What if users could pay for apps or services not with money or attention, but with their spare compute power? A startup called “Massive” is working to take this concept “into the modern world as an alternative to charging users or pounding them with advertisements to generate revenue,” writes TechCrunch’s Alex Wilhelm. From the report: Massive announced an $11 million round this morning, led by Point72 Ventures with participation from crypto-themed entities, including CoinShares Ventures and Coinbase Ventures. Several angels also participated in the funding event. The model is interesting, and Massive’s funding round is an indication that it has found some market traction. So, we get the company on the horn to learn more.

Massive co-founder and CEO Jason Grad described the startup’s work as something akin to an Airbnb or Turo for users’ computers, comparing its service to some of the more popular consumer-sharing startups that folks already know. It’s a reasonable comparison. Some 50,000 desktop computer users — nodes, in the company’s parlance — have opted into its service. Which is white hat, it goes without saying. Given that Massive is asking for compute power, it will have constant work to do to ensure that it is a good steward of user trust and partner selection; no one wants their spare CPU cycles to go to something illegal. The company has a good early stance toward caring for its nascent compute exchange, with a hard requirement of getting users to opt into its service before joining.

To start, Massive is working with crypto-focused companies. They have an obvious need for compute power, and the work they execute — running blockchain calculations — is monetized through block rewards and other fees, making them easy choices for partnerships.

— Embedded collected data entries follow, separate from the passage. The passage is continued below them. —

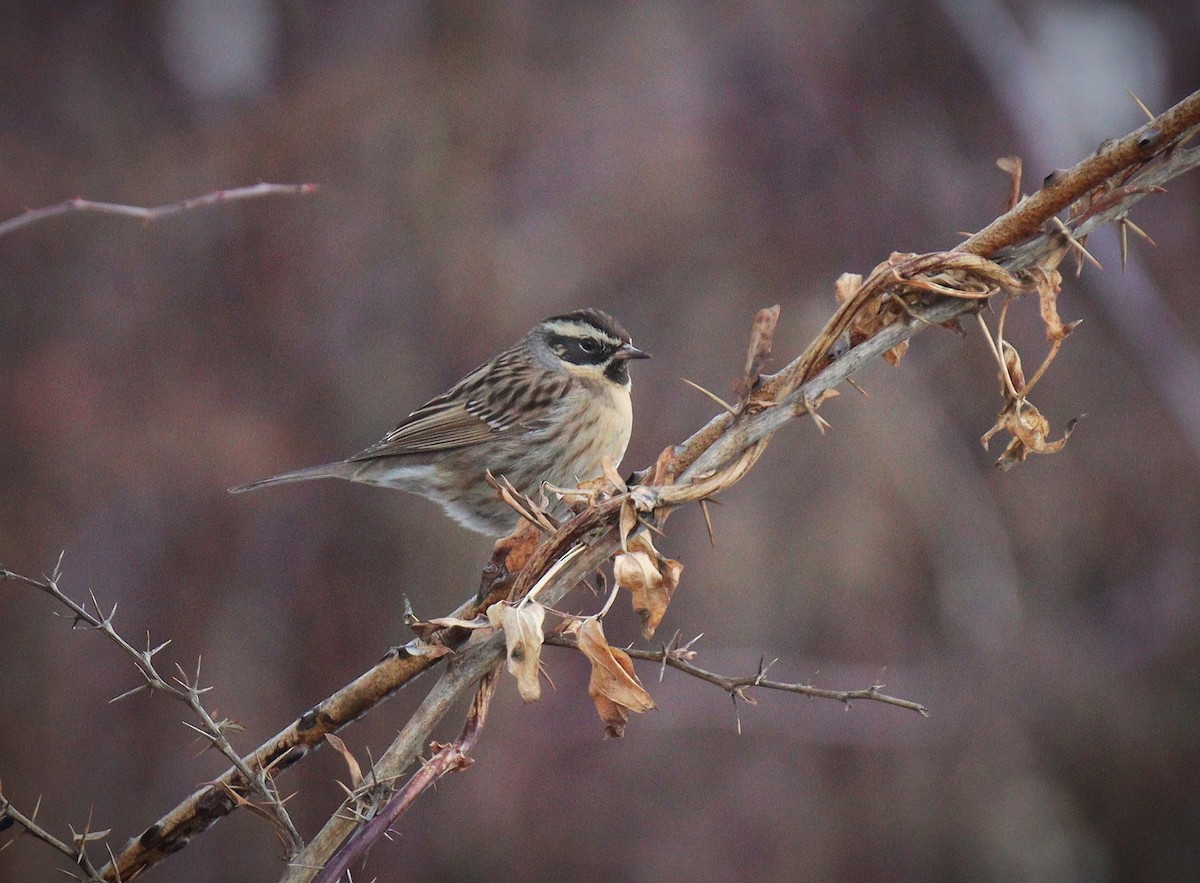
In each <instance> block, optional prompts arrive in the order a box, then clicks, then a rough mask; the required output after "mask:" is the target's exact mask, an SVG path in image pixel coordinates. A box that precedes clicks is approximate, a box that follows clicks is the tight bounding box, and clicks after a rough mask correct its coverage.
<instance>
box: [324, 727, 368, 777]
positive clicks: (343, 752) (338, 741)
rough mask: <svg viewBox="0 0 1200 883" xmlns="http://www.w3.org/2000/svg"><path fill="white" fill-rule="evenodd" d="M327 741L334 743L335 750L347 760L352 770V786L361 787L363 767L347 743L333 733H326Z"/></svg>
mask: <svg viewBox="0 0 1200 883" xmlns="http://www.w3.org/2000/svg"><path fill="white" fill-rule="evenodd" d="M325 741H328V743H329V744H330V745H332V746H334V750H335V751H337V753H340V755H341V756H342V759H344V761H346V765H347V767H348V768H349V770H350V787H352V788H356V787H359V785H360V783H361V782H362V768H361V767H360V765H359V762H358V761H356V759H354V755H352V753H350V750H349V749H348V747H346V743H344V741H342V740H341V739H340V738H338V737H336V735H334V734H332V733H325Z"/></svg>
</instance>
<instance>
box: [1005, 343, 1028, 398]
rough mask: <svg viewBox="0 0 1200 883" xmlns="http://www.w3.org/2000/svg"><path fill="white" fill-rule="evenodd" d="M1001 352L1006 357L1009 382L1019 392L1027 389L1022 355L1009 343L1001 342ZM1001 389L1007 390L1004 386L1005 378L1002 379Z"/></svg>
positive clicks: (1005, 358) (1005, 368)
mask: <svg viewBox="0 0 1200 883" xmlns="http://www.w3.org/2000/svg"><path fill="white" fill-rule="evenodd" d="M1000 352H1001V354H1002V355H1003V356H1004V371H1006V372H1007V373H1008V378H1009V380H1012V383H1013V389H1015V390H1016V391H1018V392H1020V391H1021V390H1024V389H1025V370H1024V368H1022V367H1021V354H1020V353H1018V352H1016V347H1014V346H1013V344H1012V343H1009V342H1008V341H1001V342H1000ZM1000 385H1001V389H1003V390H1007V389H1008V388H1007V386H1006V385H1004V378H1003V377H1001V378H1000Z"/></svg>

You can now see why the company’s investor list includes a number of crypto-focused venture capital firms. The startup’s goal is broader, however. It wants to build a two-sided marketplace for compute power, Grad explained. That means lots more users offering up a slice of their computing power, future acceptance of mobile devices, and a broader partner list. Part of the company’s perspective is rooted in the belief that the dominant business models of the internet today are lacking. “Shit,” to quote Grad directly.